Ryan Carrasco- My friend & I made an attempt last year after a “cold snap” and found it to have plenty of ice, but you could see the water flowing just beneath the surface (with lots of open flowing water holes). One local told me here that temps needs to be in the teens for days or a week (daytime high) for it to shape up to be safely climbable. And we crossed at the flat water pool, just be very cautious that you will likely be doing the crossing (if you do it in a day) in the dark!! Our oarlock snapped on our attempt, we got VERY very lucky we were able to gain control of the situation. And that approach gully is a death trap in considerate any conditions. I have a kayak (single man) that anyone can borrow if they plan to make an attempt in the future. And if I remember correctly a fast team could make the approach in 2.5-3hrs?? I am game to make a go when/if it gets super cold!

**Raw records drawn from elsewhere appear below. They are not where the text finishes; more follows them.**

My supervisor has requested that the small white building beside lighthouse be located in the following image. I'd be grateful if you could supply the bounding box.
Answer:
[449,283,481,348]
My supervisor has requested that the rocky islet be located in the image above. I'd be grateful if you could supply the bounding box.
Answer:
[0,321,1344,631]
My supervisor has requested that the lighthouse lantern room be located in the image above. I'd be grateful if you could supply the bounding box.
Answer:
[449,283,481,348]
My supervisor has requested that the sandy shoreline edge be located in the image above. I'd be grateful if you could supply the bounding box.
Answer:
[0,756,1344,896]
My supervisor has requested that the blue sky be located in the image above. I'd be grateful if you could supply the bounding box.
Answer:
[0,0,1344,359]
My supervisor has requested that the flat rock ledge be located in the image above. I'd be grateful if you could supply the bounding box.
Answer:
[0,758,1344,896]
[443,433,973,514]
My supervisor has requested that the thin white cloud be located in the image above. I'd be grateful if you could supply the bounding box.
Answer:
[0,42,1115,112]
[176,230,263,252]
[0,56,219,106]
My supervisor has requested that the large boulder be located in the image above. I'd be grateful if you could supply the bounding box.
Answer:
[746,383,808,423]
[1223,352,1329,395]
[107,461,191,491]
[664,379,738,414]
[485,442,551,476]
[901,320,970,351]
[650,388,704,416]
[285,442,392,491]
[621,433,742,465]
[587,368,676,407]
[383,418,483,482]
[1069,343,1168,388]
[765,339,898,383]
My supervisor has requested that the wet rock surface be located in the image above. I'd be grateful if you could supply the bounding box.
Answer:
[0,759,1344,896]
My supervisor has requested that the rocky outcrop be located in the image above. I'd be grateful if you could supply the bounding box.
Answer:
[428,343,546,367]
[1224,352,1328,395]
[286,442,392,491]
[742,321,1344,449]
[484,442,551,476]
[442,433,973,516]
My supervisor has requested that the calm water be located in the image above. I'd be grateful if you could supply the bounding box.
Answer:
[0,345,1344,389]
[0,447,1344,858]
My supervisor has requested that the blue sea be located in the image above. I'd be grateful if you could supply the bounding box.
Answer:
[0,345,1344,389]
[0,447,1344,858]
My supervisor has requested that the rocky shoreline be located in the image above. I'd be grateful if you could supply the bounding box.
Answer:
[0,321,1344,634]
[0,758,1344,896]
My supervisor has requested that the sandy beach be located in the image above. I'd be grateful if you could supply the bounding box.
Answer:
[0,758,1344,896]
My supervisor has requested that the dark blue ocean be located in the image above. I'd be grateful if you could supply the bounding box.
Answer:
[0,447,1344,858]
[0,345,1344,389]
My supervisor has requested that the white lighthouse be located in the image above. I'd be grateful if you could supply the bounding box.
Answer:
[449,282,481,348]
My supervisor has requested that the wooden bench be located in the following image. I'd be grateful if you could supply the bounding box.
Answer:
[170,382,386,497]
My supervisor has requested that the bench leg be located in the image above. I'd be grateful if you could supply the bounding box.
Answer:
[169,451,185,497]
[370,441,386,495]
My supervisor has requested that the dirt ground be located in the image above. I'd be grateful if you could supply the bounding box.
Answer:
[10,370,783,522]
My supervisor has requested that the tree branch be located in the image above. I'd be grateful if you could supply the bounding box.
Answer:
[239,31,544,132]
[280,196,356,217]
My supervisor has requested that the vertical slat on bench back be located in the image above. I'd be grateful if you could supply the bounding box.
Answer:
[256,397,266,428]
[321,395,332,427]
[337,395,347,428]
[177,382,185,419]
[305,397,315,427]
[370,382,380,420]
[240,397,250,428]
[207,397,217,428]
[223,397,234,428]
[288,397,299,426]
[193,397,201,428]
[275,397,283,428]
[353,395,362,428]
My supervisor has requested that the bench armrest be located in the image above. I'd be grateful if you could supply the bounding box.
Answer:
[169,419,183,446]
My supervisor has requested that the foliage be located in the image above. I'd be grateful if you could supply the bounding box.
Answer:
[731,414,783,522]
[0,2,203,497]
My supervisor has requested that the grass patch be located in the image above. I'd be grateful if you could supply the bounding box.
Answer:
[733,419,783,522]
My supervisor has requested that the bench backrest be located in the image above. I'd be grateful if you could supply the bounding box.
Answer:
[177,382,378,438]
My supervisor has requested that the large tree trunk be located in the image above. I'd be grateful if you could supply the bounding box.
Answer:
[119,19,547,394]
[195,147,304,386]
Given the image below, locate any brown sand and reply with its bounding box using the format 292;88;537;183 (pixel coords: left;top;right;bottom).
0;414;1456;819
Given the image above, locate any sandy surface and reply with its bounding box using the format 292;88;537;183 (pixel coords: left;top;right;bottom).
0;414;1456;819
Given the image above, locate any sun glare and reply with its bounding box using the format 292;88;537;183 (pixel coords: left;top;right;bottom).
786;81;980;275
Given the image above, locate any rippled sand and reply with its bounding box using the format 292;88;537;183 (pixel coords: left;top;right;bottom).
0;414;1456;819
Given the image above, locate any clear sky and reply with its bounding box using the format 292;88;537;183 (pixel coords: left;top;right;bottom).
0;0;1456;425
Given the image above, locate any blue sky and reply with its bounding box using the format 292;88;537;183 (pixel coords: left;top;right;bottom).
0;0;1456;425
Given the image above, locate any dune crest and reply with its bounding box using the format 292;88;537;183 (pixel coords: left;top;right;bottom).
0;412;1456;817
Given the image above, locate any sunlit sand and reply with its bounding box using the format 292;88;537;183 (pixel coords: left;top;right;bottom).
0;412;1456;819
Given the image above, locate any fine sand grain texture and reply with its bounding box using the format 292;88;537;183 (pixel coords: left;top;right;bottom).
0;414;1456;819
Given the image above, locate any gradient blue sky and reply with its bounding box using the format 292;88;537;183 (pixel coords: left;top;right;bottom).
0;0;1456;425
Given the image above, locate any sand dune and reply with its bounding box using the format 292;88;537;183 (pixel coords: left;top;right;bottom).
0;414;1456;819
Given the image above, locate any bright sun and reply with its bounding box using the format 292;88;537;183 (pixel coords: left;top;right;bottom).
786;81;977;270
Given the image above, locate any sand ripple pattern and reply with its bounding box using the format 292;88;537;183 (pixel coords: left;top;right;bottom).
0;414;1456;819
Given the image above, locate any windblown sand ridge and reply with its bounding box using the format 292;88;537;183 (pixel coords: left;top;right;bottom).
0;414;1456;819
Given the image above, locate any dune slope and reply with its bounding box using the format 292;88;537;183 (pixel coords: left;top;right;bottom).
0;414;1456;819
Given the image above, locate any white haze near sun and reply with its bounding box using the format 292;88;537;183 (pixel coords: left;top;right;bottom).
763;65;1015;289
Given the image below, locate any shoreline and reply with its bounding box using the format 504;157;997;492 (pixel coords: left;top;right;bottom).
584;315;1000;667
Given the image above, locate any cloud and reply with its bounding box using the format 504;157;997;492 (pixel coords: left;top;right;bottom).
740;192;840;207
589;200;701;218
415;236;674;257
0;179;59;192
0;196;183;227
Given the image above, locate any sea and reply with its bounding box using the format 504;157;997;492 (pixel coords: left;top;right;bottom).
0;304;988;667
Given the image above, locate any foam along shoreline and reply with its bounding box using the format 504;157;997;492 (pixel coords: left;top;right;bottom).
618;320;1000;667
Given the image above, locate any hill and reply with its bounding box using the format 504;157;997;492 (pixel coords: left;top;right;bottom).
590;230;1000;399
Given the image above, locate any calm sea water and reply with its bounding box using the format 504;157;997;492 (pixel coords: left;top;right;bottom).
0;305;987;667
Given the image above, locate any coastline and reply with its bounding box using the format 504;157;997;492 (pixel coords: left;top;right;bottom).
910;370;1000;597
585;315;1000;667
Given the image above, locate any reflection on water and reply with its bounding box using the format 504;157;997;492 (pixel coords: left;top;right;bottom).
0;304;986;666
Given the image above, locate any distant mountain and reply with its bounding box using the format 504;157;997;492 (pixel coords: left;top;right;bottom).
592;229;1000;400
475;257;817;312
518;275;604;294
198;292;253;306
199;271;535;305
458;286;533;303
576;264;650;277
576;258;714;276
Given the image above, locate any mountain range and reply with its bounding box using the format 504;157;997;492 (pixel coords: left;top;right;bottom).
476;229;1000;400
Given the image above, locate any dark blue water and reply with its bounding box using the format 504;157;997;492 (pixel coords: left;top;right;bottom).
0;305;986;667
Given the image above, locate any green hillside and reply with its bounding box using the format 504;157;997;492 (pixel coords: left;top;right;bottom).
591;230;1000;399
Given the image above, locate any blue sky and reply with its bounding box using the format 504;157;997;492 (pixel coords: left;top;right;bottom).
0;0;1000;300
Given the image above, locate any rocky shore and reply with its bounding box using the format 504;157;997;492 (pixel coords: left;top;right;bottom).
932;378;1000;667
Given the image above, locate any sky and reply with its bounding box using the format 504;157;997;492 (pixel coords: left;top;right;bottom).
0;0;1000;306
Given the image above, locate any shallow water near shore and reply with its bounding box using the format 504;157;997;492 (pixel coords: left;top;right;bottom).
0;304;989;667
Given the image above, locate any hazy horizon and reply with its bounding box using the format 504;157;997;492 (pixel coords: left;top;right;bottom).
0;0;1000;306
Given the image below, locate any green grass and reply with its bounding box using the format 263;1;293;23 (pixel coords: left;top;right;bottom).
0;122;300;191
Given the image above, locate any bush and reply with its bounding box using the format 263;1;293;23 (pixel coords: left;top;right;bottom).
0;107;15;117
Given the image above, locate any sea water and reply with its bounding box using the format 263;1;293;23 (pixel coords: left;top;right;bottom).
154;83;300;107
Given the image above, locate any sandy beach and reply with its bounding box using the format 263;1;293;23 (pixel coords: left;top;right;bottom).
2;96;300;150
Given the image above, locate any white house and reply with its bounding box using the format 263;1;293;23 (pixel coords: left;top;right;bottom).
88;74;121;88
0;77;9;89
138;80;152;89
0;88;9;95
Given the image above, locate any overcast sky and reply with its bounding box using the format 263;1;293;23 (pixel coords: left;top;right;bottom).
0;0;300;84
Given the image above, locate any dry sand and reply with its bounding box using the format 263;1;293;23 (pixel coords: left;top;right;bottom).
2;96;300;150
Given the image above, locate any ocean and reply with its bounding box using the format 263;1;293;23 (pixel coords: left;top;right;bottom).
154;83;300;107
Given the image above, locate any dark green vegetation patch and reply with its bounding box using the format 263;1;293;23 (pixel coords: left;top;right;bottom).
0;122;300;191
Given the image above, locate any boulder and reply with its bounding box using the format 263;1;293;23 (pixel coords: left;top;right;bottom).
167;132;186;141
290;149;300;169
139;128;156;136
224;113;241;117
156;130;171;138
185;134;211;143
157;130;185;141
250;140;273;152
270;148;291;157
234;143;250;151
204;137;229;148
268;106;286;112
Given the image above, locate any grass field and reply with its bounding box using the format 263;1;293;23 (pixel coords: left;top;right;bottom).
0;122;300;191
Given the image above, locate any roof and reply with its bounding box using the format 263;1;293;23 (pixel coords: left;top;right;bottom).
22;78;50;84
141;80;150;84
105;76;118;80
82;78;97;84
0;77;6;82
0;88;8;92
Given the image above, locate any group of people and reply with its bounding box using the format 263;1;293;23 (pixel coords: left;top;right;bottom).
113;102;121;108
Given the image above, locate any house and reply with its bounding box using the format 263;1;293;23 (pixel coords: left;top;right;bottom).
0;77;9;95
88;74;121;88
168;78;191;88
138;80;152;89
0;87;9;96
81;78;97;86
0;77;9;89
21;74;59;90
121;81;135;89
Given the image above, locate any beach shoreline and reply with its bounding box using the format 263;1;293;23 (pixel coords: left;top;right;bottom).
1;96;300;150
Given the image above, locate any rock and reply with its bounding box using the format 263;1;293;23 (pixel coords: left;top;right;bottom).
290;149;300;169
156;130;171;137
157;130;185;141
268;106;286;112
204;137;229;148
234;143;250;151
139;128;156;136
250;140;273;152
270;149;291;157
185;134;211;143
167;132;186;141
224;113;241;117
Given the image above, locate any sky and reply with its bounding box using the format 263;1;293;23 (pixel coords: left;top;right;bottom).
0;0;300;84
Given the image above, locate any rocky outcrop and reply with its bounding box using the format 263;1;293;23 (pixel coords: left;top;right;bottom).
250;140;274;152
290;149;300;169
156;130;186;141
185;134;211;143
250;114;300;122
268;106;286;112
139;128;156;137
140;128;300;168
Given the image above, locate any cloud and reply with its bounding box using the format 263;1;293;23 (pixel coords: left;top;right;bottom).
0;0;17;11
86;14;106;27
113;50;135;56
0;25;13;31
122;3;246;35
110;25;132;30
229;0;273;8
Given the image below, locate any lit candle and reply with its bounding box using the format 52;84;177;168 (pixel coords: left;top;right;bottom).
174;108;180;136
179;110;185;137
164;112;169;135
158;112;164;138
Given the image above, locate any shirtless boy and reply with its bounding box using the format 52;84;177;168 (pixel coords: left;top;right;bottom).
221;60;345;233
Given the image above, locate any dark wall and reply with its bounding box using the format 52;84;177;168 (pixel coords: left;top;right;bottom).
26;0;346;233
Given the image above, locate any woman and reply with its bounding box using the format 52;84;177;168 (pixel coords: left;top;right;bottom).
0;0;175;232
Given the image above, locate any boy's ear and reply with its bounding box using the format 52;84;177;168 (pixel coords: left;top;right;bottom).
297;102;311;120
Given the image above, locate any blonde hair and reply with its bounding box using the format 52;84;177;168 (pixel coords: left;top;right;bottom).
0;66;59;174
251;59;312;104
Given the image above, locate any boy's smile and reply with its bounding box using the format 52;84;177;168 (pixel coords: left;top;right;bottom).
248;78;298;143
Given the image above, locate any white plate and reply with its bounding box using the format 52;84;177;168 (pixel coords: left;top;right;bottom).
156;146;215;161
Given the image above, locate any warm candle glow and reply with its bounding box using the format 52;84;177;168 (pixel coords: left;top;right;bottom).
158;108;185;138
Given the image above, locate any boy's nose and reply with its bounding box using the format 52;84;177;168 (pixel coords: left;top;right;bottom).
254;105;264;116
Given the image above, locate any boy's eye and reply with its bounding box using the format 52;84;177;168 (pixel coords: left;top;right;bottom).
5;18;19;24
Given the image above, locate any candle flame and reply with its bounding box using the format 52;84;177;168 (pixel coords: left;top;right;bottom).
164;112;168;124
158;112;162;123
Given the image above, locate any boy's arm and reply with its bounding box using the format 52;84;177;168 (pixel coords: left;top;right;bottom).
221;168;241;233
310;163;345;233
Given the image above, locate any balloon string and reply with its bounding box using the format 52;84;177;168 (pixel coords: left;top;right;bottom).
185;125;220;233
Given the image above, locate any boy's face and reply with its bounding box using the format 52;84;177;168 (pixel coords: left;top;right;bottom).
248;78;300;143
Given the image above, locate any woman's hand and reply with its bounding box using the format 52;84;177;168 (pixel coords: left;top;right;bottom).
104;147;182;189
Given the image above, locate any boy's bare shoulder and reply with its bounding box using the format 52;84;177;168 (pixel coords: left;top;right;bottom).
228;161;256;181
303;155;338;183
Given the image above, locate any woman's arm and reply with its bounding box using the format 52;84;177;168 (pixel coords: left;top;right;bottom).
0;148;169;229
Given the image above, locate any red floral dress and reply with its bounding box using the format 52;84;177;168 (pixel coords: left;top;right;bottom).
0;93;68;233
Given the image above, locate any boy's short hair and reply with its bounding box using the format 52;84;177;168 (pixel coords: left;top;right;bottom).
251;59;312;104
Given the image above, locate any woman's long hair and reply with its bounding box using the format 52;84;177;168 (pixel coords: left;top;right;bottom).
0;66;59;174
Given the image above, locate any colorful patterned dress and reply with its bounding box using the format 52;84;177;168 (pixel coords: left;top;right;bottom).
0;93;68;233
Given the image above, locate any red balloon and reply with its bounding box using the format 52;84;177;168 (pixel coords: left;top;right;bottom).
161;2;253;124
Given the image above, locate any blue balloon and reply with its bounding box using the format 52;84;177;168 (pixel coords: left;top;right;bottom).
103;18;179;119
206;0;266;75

Mark Shipman- Crossing the Wenatchee River: The simplest and safest place to cross the river is at Lake Yolanda, and then you just walk upstream to the correct canyon. My favorite place to cross saves some time/walking. You go upstream on the highway to just past the next stream coming into the Wenatchee on the right after passing Lake Yolanda. (There’s not much room to pull over, but there’s enough.) At that spot you put your canoe or whatever vessel you are using into an eddy. You cross a short bit of moving water to an eddy on the other side of the river….easy/sleasy.
Necessary climbing conditions: The day you climb needs to be cold and overcast. Even if it’s in the teens, pieces of ice the size of railroad cars come off Drury Falls when the sun hits it. (Remember, if faces pretty much south.)
Avi conditions: The gully below Drury Falls is a death trap. Make sure the snowpack is pretty stable before you go up there.
I’ve gone up to climb Drury Falls, several times, and I’ve only actually climbed it once.
The same information is valid for The Pencil (which is only two pitches, but the first pitch is usually sportier than anything on Drury.) And, in all these years of climbing, I’ve only climbed The Pencil once as well. Drury is a little more committing because it is longer.Stay safe, Sam! Have fun!
Curt Haire (this response is from today)- took a drive this morning to see what I could see — so I guess this would qualify as the first “ass-clammin” report for this season. Drury – there may be enough ice there to climb; I’m not sure it would hold a climber — lots of rock/water showing, but yes – a line or two does connect all the way. Pencil – actually looks complete, although thin. we might get lucky this year? Comic Book Hero – forming, but has a LONG way to go. A week of single-digits would be wonderful. In the Icicle, the Funnel is in, but won’t last if it warms up — I’d happily jump up there, and have done it before on weekdays between my bus runs. I’m guessing Millenium wall is likely in because there’s been plenty of water, and it shares with the Funnel the points of a bit of altitude, and protected from sun -won’t be able to get up there until next week–Candlesteins are forming, and might go as mixed climbs for the adventurous. I’ve done Candlestein Left as a mixed climb in very thin conditions, and its great training for mixed alpinism, pray for a week or two of single-digit lows to bring in the stuff that’s close to the road. Sam – about Triple Couloirs — I was in the hidden couloir in late August, and it was entirely snow-free. The upper two couloirs were nearly bare as well. Given the negative quality of the rock in there, I’d wait for some snow to fill those chutes in. You don’t want to be in there when the dragon is throwing rocks at you.